The stock market is a collection of world-class companies whose shares are publicly traded and available for purchase by anyone with a few dollars to spare. Choices abound, from Amazon to Apple, Merck to Microsoft, Walgreens to Walmart, and thousands of others. The S&P 500, a collection of the largest companies, falls in value at some point between January 1 and December 31 every year, without exception. The average annual intra-year decline is about 15%, some years more, some less. Yet the equity market still generates positive returns the vast majority of time. That’s because companies grow along with our economy which is growing the vast majority of time, pausing occasionally to catch its breath before growing again.

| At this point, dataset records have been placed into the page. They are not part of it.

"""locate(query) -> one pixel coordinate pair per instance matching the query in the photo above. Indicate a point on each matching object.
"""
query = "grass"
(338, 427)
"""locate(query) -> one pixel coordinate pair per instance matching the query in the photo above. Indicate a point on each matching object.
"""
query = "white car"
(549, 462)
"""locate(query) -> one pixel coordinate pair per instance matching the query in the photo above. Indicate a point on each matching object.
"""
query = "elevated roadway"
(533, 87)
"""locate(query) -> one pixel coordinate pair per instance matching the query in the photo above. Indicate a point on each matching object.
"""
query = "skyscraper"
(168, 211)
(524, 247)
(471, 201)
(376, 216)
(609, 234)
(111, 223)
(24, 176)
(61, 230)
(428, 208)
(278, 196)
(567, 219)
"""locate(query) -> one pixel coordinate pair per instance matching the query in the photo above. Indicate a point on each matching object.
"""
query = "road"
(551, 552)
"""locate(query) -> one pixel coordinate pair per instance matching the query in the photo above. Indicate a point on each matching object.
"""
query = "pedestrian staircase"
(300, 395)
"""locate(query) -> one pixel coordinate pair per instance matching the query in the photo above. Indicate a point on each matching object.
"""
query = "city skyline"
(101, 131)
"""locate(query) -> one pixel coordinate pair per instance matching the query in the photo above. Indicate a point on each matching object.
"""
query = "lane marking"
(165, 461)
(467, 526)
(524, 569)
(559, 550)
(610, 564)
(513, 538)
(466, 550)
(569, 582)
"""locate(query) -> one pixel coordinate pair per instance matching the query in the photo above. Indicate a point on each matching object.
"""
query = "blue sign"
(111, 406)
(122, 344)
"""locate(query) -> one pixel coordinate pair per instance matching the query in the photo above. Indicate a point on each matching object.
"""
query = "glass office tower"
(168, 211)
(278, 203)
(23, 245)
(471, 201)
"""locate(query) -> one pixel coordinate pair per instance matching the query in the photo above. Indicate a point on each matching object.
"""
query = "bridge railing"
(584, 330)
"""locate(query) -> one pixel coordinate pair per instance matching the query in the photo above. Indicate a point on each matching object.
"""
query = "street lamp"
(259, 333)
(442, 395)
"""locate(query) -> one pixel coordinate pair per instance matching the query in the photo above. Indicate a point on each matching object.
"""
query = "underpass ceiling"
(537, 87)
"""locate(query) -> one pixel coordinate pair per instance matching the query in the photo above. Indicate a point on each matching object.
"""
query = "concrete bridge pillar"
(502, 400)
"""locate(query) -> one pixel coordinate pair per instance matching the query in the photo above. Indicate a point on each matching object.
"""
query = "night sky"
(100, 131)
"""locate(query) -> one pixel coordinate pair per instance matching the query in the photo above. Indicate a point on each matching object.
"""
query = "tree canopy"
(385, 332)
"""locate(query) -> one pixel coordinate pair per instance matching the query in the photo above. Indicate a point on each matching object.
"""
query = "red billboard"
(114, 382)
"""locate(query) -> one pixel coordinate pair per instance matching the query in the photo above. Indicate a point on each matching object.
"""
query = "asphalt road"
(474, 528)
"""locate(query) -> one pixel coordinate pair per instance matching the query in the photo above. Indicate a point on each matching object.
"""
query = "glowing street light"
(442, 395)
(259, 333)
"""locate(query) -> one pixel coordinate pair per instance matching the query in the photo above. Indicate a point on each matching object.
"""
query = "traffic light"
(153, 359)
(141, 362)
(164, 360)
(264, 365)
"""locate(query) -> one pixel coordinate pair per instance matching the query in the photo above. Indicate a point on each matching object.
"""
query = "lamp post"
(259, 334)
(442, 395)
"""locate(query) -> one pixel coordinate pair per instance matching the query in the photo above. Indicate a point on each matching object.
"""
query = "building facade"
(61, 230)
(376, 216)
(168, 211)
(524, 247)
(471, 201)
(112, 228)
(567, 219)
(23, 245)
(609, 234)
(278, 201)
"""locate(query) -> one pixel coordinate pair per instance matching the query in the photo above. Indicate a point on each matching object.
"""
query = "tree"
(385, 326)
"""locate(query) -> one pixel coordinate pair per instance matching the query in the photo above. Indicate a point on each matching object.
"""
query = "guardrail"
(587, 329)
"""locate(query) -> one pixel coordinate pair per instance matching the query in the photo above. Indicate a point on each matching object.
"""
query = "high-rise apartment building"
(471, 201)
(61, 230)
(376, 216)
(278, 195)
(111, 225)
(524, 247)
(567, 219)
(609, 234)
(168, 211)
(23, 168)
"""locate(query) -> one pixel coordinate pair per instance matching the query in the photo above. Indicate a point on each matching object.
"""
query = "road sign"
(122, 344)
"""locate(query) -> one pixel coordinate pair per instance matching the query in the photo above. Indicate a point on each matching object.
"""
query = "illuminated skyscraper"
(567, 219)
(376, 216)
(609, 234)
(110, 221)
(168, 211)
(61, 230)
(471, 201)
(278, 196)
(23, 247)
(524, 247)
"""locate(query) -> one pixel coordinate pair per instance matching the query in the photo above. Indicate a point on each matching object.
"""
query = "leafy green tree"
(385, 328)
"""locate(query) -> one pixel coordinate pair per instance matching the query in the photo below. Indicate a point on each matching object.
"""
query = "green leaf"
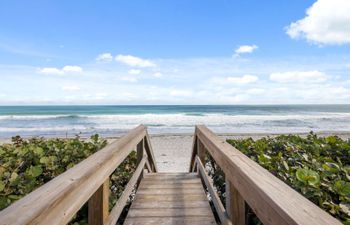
(2, 185)
(35, 171)
(13, 177)
(345, 207)
(331, 167)
(342, 188)
(308, 176)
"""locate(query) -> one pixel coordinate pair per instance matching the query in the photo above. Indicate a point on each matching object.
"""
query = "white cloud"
(326, 22)
(134, 72)
(51, 71)
(255, 91)
(107, 57)
(181, 93)
(70, 88)
(72, 69)
(299, 76)
(134, 61)
(129, 79)
(158, 74)
(64, 70)
(246, 79)
(243, 49)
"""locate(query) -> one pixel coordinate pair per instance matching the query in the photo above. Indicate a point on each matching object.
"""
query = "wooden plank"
(175, 201)
(98, 205)
(171, 221)
(139, 155)
(200, 151)
(192, 197)
(57, 201)
(273, 201)
(174, 177)
(160, 185)
(178, 182)
(169, 204)
(235, 205)
(150, 154)
(119, 206)
(220, 209)
(170, 191)
(169, 212)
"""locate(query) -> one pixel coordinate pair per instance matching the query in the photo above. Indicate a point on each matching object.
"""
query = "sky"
(174, 52)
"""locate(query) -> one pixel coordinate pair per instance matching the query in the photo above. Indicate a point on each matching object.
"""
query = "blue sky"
(174, 52)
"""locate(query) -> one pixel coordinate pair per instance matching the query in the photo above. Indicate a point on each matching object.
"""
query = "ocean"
(110, 121)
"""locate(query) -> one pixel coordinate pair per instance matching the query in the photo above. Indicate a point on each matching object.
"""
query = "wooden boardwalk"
(166, 198)
(170, 198)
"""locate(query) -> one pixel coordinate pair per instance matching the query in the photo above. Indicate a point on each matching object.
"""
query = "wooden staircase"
(170, 198)
(166, 198)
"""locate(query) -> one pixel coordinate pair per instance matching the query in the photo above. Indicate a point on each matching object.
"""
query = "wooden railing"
(58, 201)
(273, 201)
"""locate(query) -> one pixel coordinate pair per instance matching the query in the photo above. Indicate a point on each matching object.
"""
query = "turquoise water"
(114, 120)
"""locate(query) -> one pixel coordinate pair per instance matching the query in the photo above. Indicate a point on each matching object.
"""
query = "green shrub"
(317, 167)
(28, 164)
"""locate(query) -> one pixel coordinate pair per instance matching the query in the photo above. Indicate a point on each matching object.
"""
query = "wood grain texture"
(98, 205)
(273, 201)
(119, 206)
(220, 209)
(235, 205)
(171, 202)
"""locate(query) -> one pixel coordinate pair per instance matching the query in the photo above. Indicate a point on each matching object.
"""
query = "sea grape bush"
(28, 164)
(317, 167)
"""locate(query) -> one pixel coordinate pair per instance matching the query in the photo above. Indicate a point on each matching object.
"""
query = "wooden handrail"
(220, 209)
(57, 201)
(273, 201)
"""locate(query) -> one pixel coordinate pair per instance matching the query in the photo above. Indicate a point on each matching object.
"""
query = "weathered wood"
(235, 205)
(139, 155)
(149, 151)
(200, 151)
(273, 201)
(119, 206)
(171, 221)
(194, 154)
(58, 200)
(153, 205)
(220, 209)
(98, 205)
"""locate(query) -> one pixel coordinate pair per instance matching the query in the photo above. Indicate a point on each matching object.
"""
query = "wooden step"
(170, 198)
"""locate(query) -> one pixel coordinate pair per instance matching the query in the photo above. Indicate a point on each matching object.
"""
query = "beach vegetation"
(316, 167)
(27, 164)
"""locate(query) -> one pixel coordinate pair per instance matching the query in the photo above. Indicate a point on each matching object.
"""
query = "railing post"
(140, 152)
(201, 151)
(98, 205)
(235, 205)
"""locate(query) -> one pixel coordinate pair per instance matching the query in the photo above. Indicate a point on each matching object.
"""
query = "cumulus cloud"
(246, 79)
(243, 49)
(326, 22)
(299, 76)
(134, 71)
(181, 93)
(64, 70)
(72, 69)
(129, 79)
(107, 57)
(134, 61)
(157, 74)
(70, 88)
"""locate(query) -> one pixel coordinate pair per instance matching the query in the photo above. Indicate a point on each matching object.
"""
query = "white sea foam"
(178, 123)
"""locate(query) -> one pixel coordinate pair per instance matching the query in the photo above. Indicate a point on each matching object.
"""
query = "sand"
(172, 152)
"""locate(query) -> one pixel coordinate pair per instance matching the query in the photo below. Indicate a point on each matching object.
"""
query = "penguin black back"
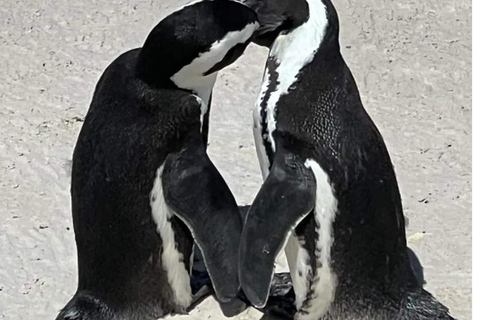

If you want the long-term returns expected from owning companies, then you must accept their inherent short-term volatility. You cannot have one without the other. While not easy to do, successful investors embrace volatility, knowing that market declines create opportunities to buy additional shares in world-class companies at a discount. Failed investors do not understand this. They buy when stocks are trading at premium valuations and sell when they fall in price, often at the points of greatest opportunity. Which type of investor will you be when these inevitable declines occur?
Stay Committed.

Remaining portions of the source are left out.